There are a track full of accomplishments and big moments for Valtadoros and the Pioneer cross country and track teams over the last four years – it’s just a question of where the best starting point is.
“Running at New Balance Indoor Nationals and the state meets with my team are definitely highlights for me,” says Valtadoros. “Throughout high school I’ve realized how rewarding I find working as part of a team to accomplish a goal.”
At the track and field state meet last year, Valtadoros ran a best time by 3 seconds (a PR 2:24.8) in her 4×800 relay split. She led off the relay at the state meet with teammates Sarah Forsyth, Cookie Baugh and Zofia Dudek right behind her as the Pioneers went 9:13.77 to take second place behind only Bay City Western (9:11.33).
Now that was a proud moment.
As was her team’s second-place finish at the cross country state finals during her freshman year. “The seniors had worked so hard since their freshman year to improve at the state meet and they had gone from below 10th place to second in four years,” she remembers. “It was a very inspiring moment for me.”
As a senior, Valtadoros helped lead Pioneer across the finish line to win the Division 1 state finals in November. She also was a team captain. “That was an amazing moment,” she said of winning the state title. “The big events stand out in my memories.”
While the big moments were big, the smaller moments were equally as important.

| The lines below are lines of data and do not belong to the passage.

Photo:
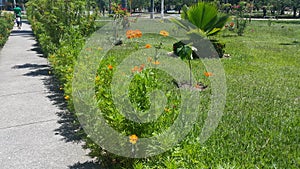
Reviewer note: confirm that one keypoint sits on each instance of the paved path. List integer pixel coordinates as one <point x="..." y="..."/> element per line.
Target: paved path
<point x="35" y="130"/>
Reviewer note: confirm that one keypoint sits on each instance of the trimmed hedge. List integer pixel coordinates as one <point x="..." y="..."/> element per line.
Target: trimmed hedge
<point x="6" y="24"/>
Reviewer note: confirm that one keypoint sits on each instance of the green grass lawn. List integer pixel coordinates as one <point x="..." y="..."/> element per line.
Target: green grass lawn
<point x="260" y="125"/>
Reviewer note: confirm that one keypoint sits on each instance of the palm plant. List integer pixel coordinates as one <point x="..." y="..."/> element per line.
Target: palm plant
<point x="205" y="17"/>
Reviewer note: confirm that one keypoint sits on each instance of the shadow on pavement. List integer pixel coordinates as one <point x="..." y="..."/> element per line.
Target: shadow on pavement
<point x="69" y="127"/>
<point x="36" y="48"/>
<point x="20" y="32"/>
<point x="86" y="165"/>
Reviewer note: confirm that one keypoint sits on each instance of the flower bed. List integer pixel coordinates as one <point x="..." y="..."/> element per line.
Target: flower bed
<point x="6" y="24"/>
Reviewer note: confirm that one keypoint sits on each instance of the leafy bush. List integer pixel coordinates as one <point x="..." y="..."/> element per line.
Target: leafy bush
<point x="61" y="28"/>
<point x="6" y="24"/>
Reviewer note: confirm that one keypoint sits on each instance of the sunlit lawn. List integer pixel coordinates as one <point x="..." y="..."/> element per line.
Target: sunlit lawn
<point x="260" y="125"/>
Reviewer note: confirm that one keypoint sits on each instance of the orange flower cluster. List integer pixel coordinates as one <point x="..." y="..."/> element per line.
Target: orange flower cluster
<point x="133" y="34"/>
<point x="164" y="33"/>
<point x="147" y="46"/>
<point x="156" y="62"/>
<point x="110" y="67"/>
<point x="138" y="68"/>
<point x="133" y="139"/>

“My team always puts together great potluck style team dinners the day before meets and we would eat lots of pasta and brownies together,” she says. “The team aspect of running in high school has had a huge impact on me. I’ve been able to make friends who range from current high school freshman to college juniors and the memories I’ve made with these friends are moments I’ll always remember looking back on my time running at Pioneer.”

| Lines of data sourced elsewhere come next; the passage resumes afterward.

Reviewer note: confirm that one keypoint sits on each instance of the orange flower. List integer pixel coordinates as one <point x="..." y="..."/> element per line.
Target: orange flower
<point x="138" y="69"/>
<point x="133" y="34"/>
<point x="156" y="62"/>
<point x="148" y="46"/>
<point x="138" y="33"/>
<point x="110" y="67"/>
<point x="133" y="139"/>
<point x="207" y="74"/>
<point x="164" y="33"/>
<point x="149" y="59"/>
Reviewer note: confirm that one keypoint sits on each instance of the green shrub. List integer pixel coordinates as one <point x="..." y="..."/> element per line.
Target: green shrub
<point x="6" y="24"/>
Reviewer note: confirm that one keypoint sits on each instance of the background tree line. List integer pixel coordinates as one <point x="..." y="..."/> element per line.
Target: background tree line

Of course, her career was cut short this spring because of the Covid-19 pandemic that forced schools to close and spring sports to cancel before ever getting out of the blocks.
“I really wanted to run personal best times in the 800 and 400 this year,” she said. “I had a decent indoor season and I was feeling confident about pushing myself to finish my high school career on a high note. My 4×800 relay team was also hoping to win the state title. We would’ve had the same team and we placed second last year so working together towards first place was something we were all looking forward to. I’m also missing out on being captain this season. I really enjoy organizing bonding activities for my team and leading us in pursuit of our goals. We were definitely ready to work together and improve as a team throughout the season.”

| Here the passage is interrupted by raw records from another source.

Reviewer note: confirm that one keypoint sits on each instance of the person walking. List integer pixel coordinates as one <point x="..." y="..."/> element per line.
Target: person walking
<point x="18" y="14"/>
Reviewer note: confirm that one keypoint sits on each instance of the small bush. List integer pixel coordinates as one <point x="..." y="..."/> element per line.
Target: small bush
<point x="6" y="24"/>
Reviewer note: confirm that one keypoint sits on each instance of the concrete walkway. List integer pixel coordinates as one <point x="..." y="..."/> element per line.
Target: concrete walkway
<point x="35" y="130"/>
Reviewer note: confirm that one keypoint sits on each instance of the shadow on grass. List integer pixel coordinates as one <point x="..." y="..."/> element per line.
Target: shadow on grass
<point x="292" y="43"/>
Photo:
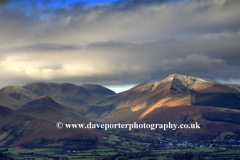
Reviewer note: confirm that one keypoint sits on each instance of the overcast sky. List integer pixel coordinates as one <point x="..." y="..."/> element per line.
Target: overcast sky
<point x="118" y="43"/>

“I was pretty bummed out about missing the end of my senior year and my last high school season, and everyone was missing out on exciting events they had planned,” she added. “While I completely supported staying at home to best combat this pandemic, it was still disheartening to think about how different my life could be right now.”
Valtadoros’ life became quite different the first time she put on her running shoes.
“I’ve enjoyed running as part of a team for a long time, from running in local fun runs with my friends in elementary school and then at Slauson Middle School for Mr. Strite and Mr. DeWolf,” she says. “My coach, Nancy Boudreau, is also great at encouraging new runners. All of these factors pushed me to run cross country freshman year. After that season, I knew I wanted to run throughout high school. My mom and grandparents also ran track when they were in high school, so they’ve supported me and my siblings in running.”
Valtadoros, who is in the College of Natural Science majoring in mathematics at MSU, is currently living at home and doing online classes because the university closed the dorms. Her time at home has allowed her to stay close to her high school friends, many of whom also are taking online college classes at home.
Running will always be a part of her future. “I plan on joining either the running club or maybe trying a new activity like triathlon club,” she says. “I see myself running and racing in some way for the rest of my life.”
A life clearly on track for success.